[<prev] [next>] [<thread-prev] [thread-next>] [day] [month] [year] [list]
Message-ID: <AANLkTikrKpKUhJ=uW0JYmi1t4j1qZw5F4AKGPosn57by@mail.gmail.com>
Date: Tue, 1 Mar 2011 11:30:06 +0200
From: Amir Goldstein <amir73il@...il.com>
To: Allison Henderson <achender@...ux.vnet.ibm.com>
Cc: Ext4 Developers List <linux-ext4@...r.kernel.org>,
Eric Sandeen <sandeen@...hat.com>
Subject: Re: [Ext4 punch hole 1/5] Ext4 Punch Hole Support: Convert Blocks to
Uninit Exts
On Tue, Mar 1, 2011 at 5:08 AM, Allison Henderson
<achender@...ux.vnet.ibm.com> wrote:
> Hi All!
>
> This is the patch series for ext4 punch hole that I have been working on.

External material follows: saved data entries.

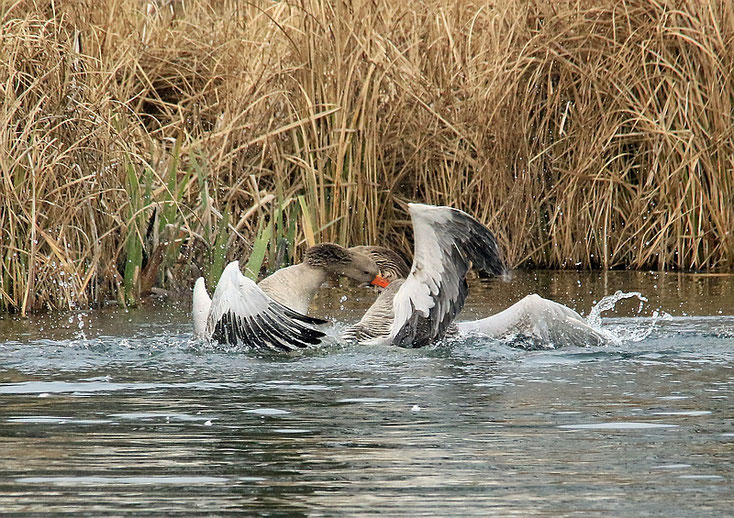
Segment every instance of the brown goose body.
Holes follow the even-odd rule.
[[[329,277],[339,275],[357,282],[387,285],[369,255],[323,243],[306,250],[300,264],[281,268],[258,286],[273,300],[305,315],[321,285]]]

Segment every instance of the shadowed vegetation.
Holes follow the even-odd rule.
[[[516,266],[734,264],[724,0],[6,2],[0,98],[0,309],[409,249],[414,200]]]

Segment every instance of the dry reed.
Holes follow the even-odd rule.
[[[477,215],[515,265],[734,265],[728,1],[39,0],[0,23],[0,309],[187,289],[264,221],[406,249],[413,200]]]

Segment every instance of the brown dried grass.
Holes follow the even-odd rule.
[[[183,289],[222,214],[235,258],[281,205],[299,242],[407,248],[420,200],[515,265],[734,264],[730,2],[23,1],[0,23],[0,308],[122,300],[131,235],[178,243],[146,279]]]

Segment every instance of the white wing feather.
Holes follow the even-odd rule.
[[[413,266],[395,294],[395,319],[388,340],[421,347],[440,339],[461,311],[468,292],[470,266],[505,273],[492,233],[474,218],[451,207],[408,204],[413,222]]]
[[[602,333],[569,307],[528,295],[509,308],[481,320],[457,322],[462,335],[482,334],[493,338],[518,335],[529,338],[539,347],[566,345],[601,345],[607,342]]]
[[[212,306],[212,299],[206,292],[204,277],[199,277],[194,283],[192,318],[194,320],[194,336],[197,338],[206,338],[206,320],[209,316],[209,309]]]
[[[214,291],[205,335],[224,344],[288,351],[320,343],[325,333],[313,325],[324,322],[268,297],[233,261]]]

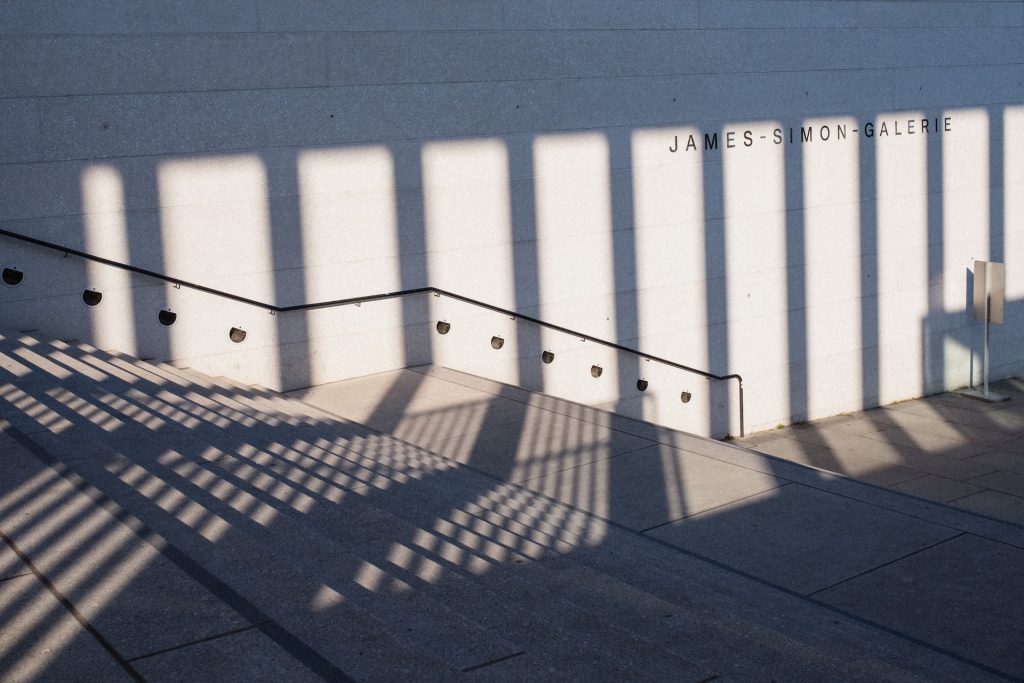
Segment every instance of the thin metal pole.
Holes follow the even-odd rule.
[[[985,283],[988,289],[988,283]],[[985,292],[985,358],[982,361],[985,366],[985,395],[988,396],[988,324],[992,317],[992,296]]]

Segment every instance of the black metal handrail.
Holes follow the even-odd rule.
[[[145,275],[147,277],[155,278],[157,280],[163,280],[164,282],[169,282],[169,283],[175,285],[176,287],[188,287],[189,289],[194,289],[194,290],[199,291],[199,292],[205,292],[206,294],[213,294],[214,296],[219,296],[219,297],[222,297],[222,298],[225,298],[225,299],[230,299],[231,301],[237,301],[239,303],[247,304],[249,306],[255,306],[257,308],[262,308],[262,309],[264,309],[266,311],[270,311],[273,314],[277,314],[277,313],[291,313],[291,312],[294,312],[294,311],[312,311],[312,310],[316,310],[316,309],[319,309],[319,308],[332,308],[334,306],[350,306],[350,305],[354,305],[354,304],[367,303],[367,302],[370,302],[370,301],[381,301],[381,300],[384,300],[384,299],[394,299],[394,298],[397,298],[397,297],[409,296],[409,295],[412,295],[412,294],[432,293],[432,294],[435,294],[437,296],[446,296],[446,297],[448,297],[450,299],[455,299],[456,301],[462,301],[463,303],[471,304],[473,306],[477,306],[479,308],[484,308],[484,309],[487,309],[489,311],[494,311],[495,313],[501,313],[503,315],[507,315],[507,316],[509,316],[509,317],[511,317],[513,319],[525,320],[527,322],[533,323],[534,325],[538,325],[540,327],[546,327],[549,330],[555,330],[556,332],[562,332],[564,334],[568,334],[568,335],[571,335],[571,336],[574,336],[574,337],[579,337],[582,340],[593,342],[595,344],[600,344],[601,346],[605,346],[605,347],[608,347],[610,349],[615,349],[616,351],[622,351],[624,353],[631,353],[631,354],[639,356],[639,357],[641,357],[641,358],[643,358],[645,360],[648,360],[648,361],[653,361],[655,363],[661,363],[662,365],[667,365],[669,367],[677,368],[677,369],[683,370],[685,372],[689,372],[689,373],[692,373],[692,374],[695,374],[695,375],[699,375],[699,376],[701,376],[701,377],[703,377],[703,378],[705,378],[705,379],[707,379],[709,381],[710,380],[721,380],[721,381],[736,380],[736,382],[739,384],[740,436],[744,436],[743,378],[740,375],[736,374],[736,373],[732,373],[732,374],[729,374],[729,375],[716,375],[716,374],[714,374],[712,372],[707,372],[706,370],[700,370],[698,368],[693,368],[693,367],[690,367],[689,365],[684,365],[682,363],[677,363],[677,362],[669,360],[667,358],[661,358],[660,356],[655,356],[655,355],[652,355],[652,354],[649,354],[649,353],[644,353],[643,351],[640,351],[639,349],[633,349],[633,348],[630,348],[628,346],[623,346],[622,344],[617,344],[615,342],[608,341],[607,339],[601,339],[599,337],[595,337],[593,335],[587,334],[586,332],[580,332],[578,330],[573,330],[573,329],[570,329],[568,327],[563,327],[561,325],[556,325],[554,323],[549,323],[549,322],[541,320],[539,318],[534,318],[532,316],[523,315],[523,314],[517,313],[515,311],[510,311],[507,308],[502,308],[500,306],[494,306],[492,304],[489,304],[489,303],[486,303],[486,302],[483,302],[483,301],[478,301],[477,299],[472,299],[472,298],[470,298],[468,296],[462,296],[461,294],[456,294],[454,292],[449,292],[449,291],[446,291],[444,289],[439,289],[438,287],[416,287],[414,289],[403,289],[403,290],[399,290],[399,291],[395,291],[395,292],[384,292],[382,294],[371,294],[371,295],[367,295],[367,296],[349,297],[347,299],[331,299],[330,301],[318,301],[318,302],[314,302],[314,303],[295,304],[293,306],[277,306],[275,304],[266,303],[265,301],[257,301],[255,299],[249,299],[249,298],[244,297],[244,296],[239,296],[238,294],[232,294],[230,292],[225,292],[225,291],[222,291],[222,290],[219,290],[219,289],[214,289],[213,287],[207,287],[205,285],[200,285],[200,284],[197,284],[195,282],[190,282],[188,280],[182,280],[180,278],[171,277],[170,275],[165,275],[164,273],[158,273],[158,272],[153,271],[153,270],[147,270],[145,268],[139,268],[137,266],[129,265],[127,263],[121,263],[120,261],[113,261],[111,259],[103,258],[102,256],[96,256],[95,254],[90,254],[88,252],[81,251],[79,249],[72,249],[70,247],[66,247],[66,246],[63,246],[63,245],[60,245],[60,244],[54,244],[53,242],[47,242],[46,240],[41,240],[41,239],[38,239],[36,237],[29,237],[28,235],[22,235],[22,234],[19,234],[19,233],[16,233],[16,232],[11,232],[10,230],[0,229],[0,236],[10,237],[12,239],[20,240],[22,242],[27,242],[29,244],[34,244],[34,245],[39,246],[39,247],[44,247],[46,249],[51,249],[53,251],[59,251],[59,252],[64,253],[65,255],[78,256],[80,258],[83,258],[83,259],[86,259],[86,260],[89,260],[89,261],[94,261],[96,263],[101,263],[101,264],[103,264],[105,266],[110,266],[112,268],[119,268],[121,270],[126,270],[126,271],[131,272],[131,273],[138,273],[139,275]]]

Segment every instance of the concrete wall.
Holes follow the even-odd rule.
[[[12,1],[0,227],[279,305],[441,287],[741,373],[749,431],[977,379],[973,259],[1007,263],[993,368],[1024,368],[1022,65],[1017,0]],[[276,388],[438,362],[738,431],[735,387],[450,300],[270,316],[0,261],[7,329]]]

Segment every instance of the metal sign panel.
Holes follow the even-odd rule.
[[[988,320],[993,323],[1003,322],[1006,288],[1006,266],[994,261],[974,262],[974,299],[973,310],[975,320]]]
[[[974,319],[988,316],[988,261],[974,262]]]
[[[988,264],[988,319],[991,322],[1003,322],[1004,289],[1006,289],[1006,266],[1002,263],[990,262]]]

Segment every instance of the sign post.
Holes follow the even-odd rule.
[[[1002,263],[994,261],[974,262],[974,319],[985,322],[985,346],[982,351],[982,374],[984,386],[981,391],[971,387],[960,393],[969,398],[976,398],[981,401],[996,403],[1009,401],[1009,396],[993,394],[988,390],[988,336],[990,323],[1003,322],[1003,308],[1006,281],[1006,267]]]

> There is still a little more debugging that I would like to do with it,
> but I've had some requests to see the patch, so I'm sending it out a bit
> early. Any feed back is appreciated. Thx!
Hi Allison,
Very nice work!
One meta comment is related to locking considerations with direct I/O.
I am not all that familiar with all direct I/O paths (i.e. dioread_nolock),
but I smell a possible race with holes initiation via direct I/O.
The thing with direct I/O is that you have no flags to test the state
of the block (did Eric just add a hash table to cope with another issue?).
Direct I/O writes outside i_size are synchronous (i.e. i_mutex is held until
I/O completion), but inside i_size, they may be a-synchronous.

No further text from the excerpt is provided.